Recommend thoracic and abdominal ultrasound or CT scan and biopsies and aspirations.
radiovet74 says
also this dog may have separate problems that show as hepatomegaly such as DM or Hyperadrenocorticism, I guess
Allison Zwingenberger says
Nice job. I think the key things to think about in this case are differentials for a nodular pattern (it’s subtle), and that the abdominal involvement most likely indicates a systemic disease. In these types of cases I try to list differentials that encompass all the changes first, and then those that could cause the radiographic signs separately. The case is open now.
Charlierak says
This one was really challenging.
Thorax
On lateral view, there is a enlarged caudo-ventral liver lobe with caudally displacing gastric axis. The stomach is filled with homogenous opacity. The ventral lung lobes are mildly retracted with increased pleural space opacity. The thorax esophagus has small amount of gas delineating the dorsal portion of the trachea. There is an increased peri-hilar soft tissue opacity around the carina. The cardiac silhouette is obscured. Diffuse bronchial pattern on the caudal lung lobe is present as well as increased soft tissue opacity on the cranial cardiac silhouette.
ON VD view, the lung parenchyma in the right hemi-thorax shows structured milliary nodular interstitial lung pattern. The angle of main stem bronchus are widened. The left cranial lung lobe has alveolar pattern with a lobar sign.
Abdomen
ON vd view – The abdomen is distended with the gas filled small bowel loops is located to the right abdomen. The large bowel is distended with feces. The head of spleen body and tail is in normal limits with sharp margin. The bladder apex is displaced to the left of the abdomen. There are large fat tissue opacity is identified between the spleen and small bowels with poor serosal detail.
Findings
Thorax – Pleural space with fat tissue opacity.

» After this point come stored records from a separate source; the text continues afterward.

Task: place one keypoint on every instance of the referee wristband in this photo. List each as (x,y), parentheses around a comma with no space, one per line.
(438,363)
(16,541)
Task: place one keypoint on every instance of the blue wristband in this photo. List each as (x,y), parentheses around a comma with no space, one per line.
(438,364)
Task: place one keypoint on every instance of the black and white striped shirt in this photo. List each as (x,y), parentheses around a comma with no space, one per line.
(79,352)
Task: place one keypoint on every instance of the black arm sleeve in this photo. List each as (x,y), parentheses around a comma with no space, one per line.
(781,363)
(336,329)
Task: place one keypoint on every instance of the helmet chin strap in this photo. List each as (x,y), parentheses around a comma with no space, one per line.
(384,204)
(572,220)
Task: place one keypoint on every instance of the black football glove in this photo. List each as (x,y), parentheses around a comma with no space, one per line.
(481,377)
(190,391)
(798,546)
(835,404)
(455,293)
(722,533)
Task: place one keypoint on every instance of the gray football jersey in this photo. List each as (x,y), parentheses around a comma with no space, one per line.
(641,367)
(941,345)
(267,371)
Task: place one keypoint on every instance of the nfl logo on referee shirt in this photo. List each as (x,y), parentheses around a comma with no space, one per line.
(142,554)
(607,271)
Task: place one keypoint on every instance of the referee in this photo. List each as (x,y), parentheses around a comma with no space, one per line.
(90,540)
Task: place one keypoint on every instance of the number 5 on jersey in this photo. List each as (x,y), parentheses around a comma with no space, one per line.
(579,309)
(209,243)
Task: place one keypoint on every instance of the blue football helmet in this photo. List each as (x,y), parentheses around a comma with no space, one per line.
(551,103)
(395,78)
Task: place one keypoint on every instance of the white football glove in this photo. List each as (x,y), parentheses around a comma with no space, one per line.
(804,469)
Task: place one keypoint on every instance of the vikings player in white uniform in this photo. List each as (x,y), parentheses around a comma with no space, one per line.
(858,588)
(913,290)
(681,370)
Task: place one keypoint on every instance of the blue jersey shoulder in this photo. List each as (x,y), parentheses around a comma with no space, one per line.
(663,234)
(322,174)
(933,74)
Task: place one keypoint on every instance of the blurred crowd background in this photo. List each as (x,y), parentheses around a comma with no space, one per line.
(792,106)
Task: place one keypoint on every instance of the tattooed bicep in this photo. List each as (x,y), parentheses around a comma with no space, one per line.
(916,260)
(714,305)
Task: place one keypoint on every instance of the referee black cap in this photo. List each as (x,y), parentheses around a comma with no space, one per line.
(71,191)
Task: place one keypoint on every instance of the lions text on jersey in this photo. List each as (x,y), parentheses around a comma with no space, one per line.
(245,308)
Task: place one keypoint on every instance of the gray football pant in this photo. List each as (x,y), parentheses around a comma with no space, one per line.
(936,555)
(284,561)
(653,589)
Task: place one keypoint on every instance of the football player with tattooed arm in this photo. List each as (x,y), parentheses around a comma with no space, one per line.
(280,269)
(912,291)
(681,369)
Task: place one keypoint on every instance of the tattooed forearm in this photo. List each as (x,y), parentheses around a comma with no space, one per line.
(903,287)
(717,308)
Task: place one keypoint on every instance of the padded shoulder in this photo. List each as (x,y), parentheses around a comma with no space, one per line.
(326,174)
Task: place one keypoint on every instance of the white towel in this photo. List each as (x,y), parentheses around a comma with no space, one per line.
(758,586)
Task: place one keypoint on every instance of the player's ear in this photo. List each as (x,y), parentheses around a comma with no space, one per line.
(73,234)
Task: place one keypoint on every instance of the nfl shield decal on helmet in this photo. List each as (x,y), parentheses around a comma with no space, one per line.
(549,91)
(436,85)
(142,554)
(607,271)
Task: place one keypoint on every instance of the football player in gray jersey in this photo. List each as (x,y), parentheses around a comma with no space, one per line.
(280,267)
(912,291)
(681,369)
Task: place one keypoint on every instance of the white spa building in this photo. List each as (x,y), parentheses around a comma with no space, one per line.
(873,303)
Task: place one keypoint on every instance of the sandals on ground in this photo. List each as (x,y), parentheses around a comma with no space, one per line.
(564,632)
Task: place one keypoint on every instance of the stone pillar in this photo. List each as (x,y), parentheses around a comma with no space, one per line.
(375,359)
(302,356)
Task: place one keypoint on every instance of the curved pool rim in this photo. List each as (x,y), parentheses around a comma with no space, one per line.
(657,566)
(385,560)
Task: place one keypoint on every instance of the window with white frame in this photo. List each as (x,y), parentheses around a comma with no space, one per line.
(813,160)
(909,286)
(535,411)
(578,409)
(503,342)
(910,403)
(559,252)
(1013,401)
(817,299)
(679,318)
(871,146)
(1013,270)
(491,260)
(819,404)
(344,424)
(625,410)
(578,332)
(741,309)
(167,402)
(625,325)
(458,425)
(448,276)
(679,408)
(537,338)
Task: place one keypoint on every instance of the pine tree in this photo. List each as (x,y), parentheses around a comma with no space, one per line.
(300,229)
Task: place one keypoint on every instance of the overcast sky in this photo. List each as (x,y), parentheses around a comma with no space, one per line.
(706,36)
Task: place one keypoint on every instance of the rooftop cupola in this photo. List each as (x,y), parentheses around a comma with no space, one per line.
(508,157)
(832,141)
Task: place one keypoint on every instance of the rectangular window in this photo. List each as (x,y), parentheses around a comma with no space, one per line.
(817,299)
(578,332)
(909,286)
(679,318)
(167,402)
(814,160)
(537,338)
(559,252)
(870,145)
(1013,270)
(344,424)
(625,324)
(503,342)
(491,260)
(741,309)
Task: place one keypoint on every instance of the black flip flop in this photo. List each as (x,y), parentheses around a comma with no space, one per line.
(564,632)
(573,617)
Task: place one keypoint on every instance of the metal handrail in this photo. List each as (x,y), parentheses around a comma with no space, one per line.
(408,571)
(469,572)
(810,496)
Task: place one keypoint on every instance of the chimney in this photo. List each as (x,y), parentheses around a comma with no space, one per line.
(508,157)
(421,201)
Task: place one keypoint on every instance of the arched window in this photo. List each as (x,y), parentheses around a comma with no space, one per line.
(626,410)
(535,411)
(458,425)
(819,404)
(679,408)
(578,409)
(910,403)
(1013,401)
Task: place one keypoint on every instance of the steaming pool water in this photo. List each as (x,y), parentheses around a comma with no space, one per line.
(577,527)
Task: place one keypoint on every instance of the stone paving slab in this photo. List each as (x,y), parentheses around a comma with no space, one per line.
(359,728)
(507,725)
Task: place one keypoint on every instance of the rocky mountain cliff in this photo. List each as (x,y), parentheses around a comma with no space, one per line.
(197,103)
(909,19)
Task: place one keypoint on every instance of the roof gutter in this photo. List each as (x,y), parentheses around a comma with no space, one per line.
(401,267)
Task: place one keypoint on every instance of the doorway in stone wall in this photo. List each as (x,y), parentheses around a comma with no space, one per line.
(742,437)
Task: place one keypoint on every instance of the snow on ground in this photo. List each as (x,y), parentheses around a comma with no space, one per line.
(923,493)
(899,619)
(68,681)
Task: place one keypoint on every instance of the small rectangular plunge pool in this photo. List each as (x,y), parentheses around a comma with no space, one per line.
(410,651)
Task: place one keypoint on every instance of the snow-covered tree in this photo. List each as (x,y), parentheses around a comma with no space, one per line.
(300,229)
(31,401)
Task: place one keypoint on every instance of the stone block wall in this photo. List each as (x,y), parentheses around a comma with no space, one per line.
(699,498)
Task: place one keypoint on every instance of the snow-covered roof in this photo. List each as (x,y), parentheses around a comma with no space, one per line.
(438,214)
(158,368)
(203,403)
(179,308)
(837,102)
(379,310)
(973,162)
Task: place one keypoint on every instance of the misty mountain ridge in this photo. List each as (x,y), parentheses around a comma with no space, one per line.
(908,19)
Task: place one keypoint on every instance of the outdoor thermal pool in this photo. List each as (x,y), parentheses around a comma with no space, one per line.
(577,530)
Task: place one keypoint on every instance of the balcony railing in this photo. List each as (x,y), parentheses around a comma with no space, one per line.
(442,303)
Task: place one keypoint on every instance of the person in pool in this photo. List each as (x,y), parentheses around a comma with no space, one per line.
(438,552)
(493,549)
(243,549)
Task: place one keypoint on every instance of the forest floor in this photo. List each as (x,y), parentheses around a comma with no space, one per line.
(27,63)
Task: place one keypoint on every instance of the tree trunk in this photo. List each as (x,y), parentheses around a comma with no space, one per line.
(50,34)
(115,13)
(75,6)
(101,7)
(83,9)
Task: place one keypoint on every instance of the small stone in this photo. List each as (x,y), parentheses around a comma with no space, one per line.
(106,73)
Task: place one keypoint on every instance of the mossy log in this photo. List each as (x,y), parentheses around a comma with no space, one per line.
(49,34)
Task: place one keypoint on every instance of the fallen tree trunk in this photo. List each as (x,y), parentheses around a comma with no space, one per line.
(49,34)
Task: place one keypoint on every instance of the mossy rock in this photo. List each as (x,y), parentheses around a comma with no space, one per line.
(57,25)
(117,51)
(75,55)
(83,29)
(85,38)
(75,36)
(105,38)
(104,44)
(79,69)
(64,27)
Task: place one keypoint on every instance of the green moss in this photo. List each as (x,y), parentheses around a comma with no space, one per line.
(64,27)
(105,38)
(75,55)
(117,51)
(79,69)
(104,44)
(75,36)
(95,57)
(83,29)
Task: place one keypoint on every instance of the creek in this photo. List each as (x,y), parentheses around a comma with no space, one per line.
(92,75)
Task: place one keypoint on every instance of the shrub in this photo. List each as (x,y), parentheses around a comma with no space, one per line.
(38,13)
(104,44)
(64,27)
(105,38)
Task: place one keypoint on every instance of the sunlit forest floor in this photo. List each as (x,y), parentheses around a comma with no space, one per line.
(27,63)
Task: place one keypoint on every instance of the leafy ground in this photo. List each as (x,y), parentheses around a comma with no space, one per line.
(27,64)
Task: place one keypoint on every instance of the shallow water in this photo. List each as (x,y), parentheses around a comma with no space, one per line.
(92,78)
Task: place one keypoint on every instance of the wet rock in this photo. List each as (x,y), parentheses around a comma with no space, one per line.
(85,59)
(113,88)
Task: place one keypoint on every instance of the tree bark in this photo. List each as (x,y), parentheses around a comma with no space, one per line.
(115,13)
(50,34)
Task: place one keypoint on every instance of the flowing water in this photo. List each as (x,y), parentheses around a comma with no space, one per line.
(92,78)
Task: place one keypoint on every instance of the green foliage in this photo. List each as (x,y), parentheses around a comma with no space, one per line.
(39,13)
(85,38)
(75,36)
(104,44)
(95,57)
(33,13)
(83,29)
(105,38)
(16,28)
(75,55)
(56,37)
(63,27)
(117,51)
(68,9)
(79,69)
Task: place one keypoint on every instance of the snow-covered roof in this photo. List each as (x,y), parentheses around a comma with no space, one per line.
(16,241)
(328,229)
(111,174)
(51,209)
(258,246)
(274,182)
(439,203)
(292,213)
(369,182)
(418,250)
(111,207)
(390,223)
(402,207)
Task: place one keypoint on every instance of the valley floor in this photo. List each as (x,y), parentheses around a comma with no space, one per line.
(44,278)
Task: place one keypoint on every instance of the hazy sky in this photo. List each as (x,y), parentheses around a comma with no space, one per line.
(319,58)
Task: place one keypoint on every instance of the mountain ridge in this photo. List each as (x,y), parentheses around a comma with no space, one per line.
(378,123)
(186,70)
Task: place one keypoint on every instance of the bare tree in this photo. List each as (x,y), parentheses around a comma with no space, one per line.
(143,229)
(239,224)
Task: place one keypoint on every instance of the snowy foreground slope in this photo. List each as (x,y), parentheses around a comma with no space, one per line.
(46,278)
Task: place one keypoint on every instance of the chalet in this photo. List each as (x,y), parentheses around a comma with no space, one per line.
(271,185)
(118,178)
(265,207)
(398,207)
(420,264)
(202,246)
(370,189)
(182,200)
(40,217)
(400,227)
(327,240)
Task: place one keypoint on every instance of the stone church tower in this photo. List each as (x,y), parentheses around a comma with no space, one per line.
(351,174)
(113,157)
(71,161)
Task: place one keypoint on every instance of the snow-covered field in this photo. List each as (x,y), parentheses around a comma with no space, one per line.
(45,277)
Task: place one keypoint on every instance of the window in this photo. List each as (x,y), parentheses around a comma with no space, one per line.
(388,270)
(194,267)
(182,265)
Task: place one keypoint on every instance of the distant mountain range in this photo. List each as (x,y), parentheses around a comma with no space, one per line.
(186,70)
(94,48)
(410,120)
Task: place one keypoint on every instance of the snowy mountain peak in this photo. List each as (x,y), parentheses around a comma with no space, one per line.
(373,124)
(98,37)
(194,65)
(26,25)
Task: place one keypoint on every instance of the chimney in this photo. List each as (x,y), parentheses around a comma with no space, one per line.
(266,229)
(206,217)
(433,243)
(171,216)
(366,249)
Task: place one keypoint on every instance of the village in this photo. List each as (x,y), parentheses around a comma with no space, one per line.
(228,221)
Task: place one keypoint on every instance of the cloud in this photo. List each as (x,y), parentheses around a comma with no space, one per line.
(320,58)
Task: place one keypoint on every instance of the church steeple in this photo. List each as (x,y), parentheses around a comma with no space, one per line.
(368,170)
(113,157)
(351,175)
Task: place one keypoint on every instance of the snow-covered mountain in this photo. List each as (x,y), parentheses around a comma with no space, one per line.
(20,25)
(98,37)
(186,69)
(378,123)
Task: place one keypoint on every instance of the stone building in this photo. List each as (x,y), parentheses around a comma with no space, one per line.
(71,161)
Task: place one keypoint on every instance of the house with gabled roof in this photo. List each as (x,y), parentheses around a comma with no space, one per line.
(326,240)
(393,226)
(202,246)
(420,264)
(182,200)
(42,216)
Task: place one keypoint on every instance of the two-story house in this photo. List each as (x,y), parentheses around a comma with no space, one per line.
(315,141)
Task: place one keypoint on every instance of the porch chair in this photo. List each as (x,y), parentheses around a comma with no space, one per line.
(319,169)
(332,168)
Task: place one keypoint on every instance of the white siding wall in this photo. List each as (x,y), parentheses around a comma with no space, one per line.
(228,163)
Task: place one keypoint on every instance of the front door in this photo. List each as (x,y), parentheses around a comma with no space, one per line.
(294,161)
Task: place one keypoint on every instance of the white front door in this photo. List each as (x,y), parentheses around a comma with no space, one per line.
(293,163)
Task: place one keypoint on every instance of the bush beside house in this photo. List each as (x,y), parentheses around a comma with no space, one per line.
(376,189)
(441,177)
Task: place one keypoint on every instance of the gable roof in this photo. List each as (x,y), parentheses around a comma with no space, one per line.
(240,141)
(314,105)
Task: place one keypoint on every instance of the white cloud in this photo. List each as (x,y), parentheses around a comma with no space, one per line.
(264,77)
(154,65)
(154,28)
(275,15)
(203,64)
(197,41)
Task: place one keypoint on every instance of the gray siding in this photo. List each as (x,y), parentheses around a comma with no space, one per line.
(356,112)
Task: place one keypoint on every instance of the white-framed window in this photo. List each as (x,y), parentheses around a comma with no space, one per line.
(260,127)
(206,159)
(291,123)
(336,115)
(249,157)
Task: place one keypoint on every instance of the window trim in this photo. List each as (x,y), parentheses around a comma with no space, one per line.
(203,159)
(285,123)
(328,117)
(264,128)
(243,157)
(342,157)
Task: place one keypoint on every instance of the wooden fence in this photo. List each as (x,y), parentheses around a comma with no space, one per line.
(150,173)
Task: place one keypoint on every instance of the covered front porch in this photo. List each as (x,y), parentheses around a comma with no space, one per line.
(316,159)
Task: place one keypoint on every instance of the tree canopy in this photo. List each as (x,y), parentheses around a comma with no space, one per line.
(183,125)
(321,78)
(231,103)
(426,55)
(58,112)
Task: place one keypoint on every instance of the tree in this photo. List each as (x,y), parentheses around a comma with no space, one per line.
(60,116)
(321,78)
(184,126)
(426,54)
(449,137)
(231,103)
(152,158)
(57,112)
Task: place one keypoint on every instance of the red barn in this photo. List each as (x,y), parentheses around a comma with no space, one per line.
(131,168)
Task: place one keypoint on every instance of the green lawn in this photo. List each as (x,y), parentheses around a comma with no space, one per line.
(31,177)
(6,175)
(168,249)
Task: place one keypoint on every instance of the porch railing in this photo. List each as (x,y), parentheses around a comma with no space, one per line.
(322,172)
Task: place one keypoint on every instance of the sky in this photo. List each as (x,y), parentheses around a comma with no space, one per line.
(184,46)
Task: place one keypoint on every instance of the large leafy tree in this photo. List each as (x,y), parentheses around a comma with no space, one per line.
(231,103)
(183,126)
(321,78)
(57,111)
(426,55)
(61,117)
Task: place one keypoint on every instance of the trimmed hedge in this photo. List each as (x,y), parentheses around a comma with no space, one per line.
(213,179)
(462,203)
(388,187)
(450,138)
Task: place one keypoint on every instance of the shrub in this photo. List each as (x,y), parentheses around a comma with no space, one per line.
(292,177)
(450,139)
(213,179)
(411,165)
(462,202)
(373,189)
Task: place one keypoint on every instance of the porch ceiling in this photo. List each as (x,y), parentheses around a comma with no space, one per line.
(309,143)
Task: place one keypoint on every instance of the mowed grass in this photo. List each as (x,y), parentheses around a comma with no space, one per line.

Diffuse bronchial lung pattern on the caudal lung lobe with diffuse structured nodular interstitial lung pattern.
Cranial left lung lobe is atelectasis with pleural effusion.
Hilar lympadenopathy or mestastatic mass with the cowboy-legged main-stem bronchi.
Abdomen – Moderate hepatomegaly with gastric axis change. Enlargement of stomach with ingested food. The loops of small intestine filled with gas are displaced to the right, along with the normal colon filled with feces. The large fat tissue opacity is observed between the spleen and the bowels. Abdominal distention.
DDX – milliary nodule lung pattern with other patterns – fungal infection, infiltrative neoplasia(LSA, carcinoma)
Hepatomegaly – Metabolic/ Infection or inflmmation
Fat tissue opacity – lipoma or liposarcoma in abdomen.
Allison Zwingenberger says
Nice job! I think the opacity in the left cranial lung lobe is alveolar rather than atelectasis and I don’t think there is pleural effusion. The fat in the abdomen often collects on the left side displacing the intestines to the right, so that is just normal fat deposition. For the liver, try to tie it into the thoracic disease if you can, it’s always good to try to give the animal one disease if possible!
Charlierak says
Thank Dr. Zwingenberger for checking out and pointing out the fat tissue accumulation on the left side of the abdomen.